Now Isn’t the Time for a General Tax Hike – We Need to Target Those Who’ve Profited From the Pandemic

The left must be wary of equating tax hikes with post-pandemic recovery. In today’s budget, Rishi Sunak should go after those whose wealth has increased over the past year.

by Ann Pettifor

3 March 2021

Rishi Sunak standing on the steps of Number 10 Downing Street with his red box
Harriet Pavey / No 10 Downing Street

There are a few key things you should understand about taxes before we approach the question of whether Rishi Sunak should raise them today.

First, the government doesn’t need to tax in order to spend. Whether it’s raising Universal Credit, giving nurses a pay-rise or investing in public transport, it does not need to use tax revenues to finance that spending.

What government does need tax revenues for is to repay its debts, or bonds, three, 10, 30 years from now.

This is a bone of contention between Keynesians and Modern Monetary Theorists. MMTers argue that because governments have their own central banks – ie the Bank of England – governments can essentially print money, and do not need to repay it. I disagree.

The economy isn’t just about the monetary system – it’s an entire ecosystem. And like the biological ecosystem, the economic ecosystem is most stable when in a state of equilibrium.

What creates this equilibrium is not monetary policy, money-printing or defaulting on debt, but investment in sustainable, well-paid, skilled employment – because employment generates tax revenues to repay public debt. As soon as unemployment rises, deficits rise, and public debt becomes a problem. Just ask Mrs Thatcher.

Unlike you or me, the government can raise enormous sums of money today, at almost no cost (and like repaying a mortgage, the government can spend that money before it raises the income to repay it). On 1 March, for example, the government raised about £3bn of new finance from a bond sale on which it will effectively pay negative interest.

The reason the government can raise that kind of money is simple: it has trusted, publicly-run institutions, like the legal system, which uphold its promise to pay. But the real engine of the government’s borrowing power is down to us, its 30 million taxpayers.

It is the fact that, unlike Amazon and Apple, millions of ordinary citizens regularly pay their taxes that provides the Treasury with the collateral to raise the finance it needs. That is the great power taxpayers wield.

So is now a good time to raise taxes generally, as some are calling for? No – with some exceptions.
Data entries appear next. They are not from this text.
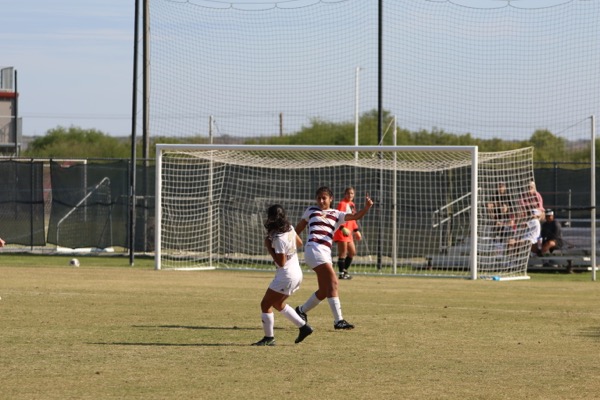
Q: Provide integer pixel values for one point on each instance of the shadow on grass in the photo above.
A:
(198, 327)
(591, 332)
(169, 344)
(182, 344)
The reason today is not a good time for a universal tax hike is this: the pandemic has blown a crater in the economy, leaving a vast gap in consumption and investment, employment and income. Had the government not pumped out fresh income in the form of grants, furlough pay and increased benefits, the nation would now be living through a national crisis of destitution, and the social and political upheaval that would attend it (though of course, many people – overlooked by the Treasury – have been made destitute by the pandemic).
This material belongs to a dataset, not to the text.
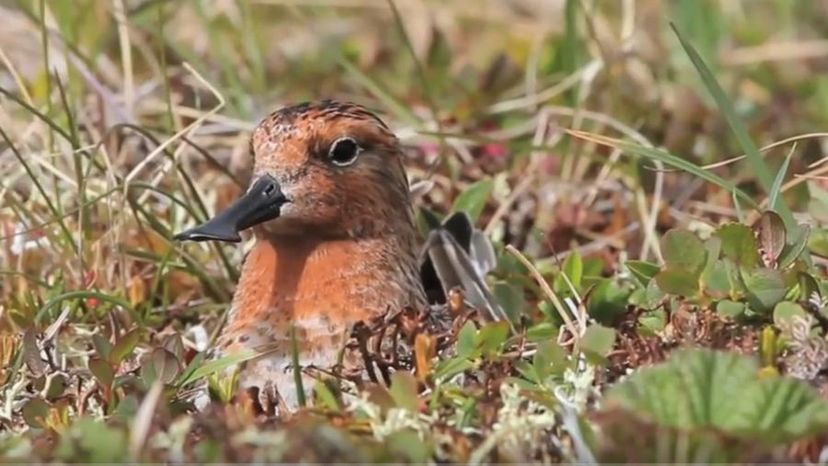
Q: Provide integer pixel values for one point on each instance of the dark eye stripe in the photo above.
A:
(344, 151)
To increase taxes on the general population at this point would, as the Labour party is right to argue, simply deepen the crater by further contracting the nation’s income.
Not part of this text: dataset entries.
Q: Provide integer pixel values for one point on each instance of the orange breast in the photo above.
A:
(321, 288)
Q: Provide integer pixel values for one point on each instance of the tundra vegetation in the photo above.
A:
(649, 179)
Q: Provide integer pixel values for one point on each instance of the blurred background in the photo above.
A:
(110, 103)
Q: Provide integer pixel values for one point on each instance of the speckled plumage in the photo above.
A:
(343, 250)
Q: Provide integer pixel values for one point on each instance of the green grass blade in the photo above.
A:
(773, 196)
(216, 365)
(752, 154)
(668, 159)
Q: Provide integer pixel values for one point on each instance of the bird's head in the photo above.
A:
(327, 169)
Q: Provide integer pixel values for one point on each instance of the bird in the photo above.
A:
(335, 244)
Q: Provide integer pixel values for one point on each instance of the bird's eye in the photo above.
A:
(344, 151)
What is needed are targeted tax hikes. For while most sections of the economy took a dive through the pandemic, others – such as IT, telecoms, big pharma and supermarkets – have fared very well indeed.

As Oxfam explains in a press release for their recent report ‘Power, Profits and the Pandemic’:

[T]he protection given to shareholders [during the pandemic] has fuelled a share price boom. The top 100 stock market winners have added more than $3 trillion to their market value since the pandemic. As a result, the 25 richest billionaires have increased their wealth by staggering amounts. Jeff Bezos could personally pay each of Amazon’s 876,000 employees a one-time $105,000 bonus today and still be as wealthy as he was at the beginning of the pandemic.

Shareholders, and all other rentiers, should be taxed on their unearned income.

In short, I support a windfall tax on these huge beneficiaries of the crisis. As to the need to raise corporation tax, I would wait – then join the Organisation for Economic Co-operation and Development (OECD) and the Biden Treasury, led by Janet Yellen, to coordinate a global rise in corporation tax – especially targeting the big bad Silicon Valley platforms and other multinationals that dodge their tax-paying obligations.

Raising taxes in a slump is economic illiteracy. The best way to increase tax revenues – the government’s income – is to invest in skilled, well-paid employment. As we all know from personal experience, employment generates income – not just for the employed, but also for companies. Employment is taxed and raises income for the Treasury. That is the best way to address the public debt as we begin our economic recovery from the pandemic.

Ann Pettifor is the director of Policy Research in Macroeconomics and a council member of the Progressive Economy Forum. She is the author of The Case for The Green New Deal (2019) and The Production of Money (2017), both for Verso.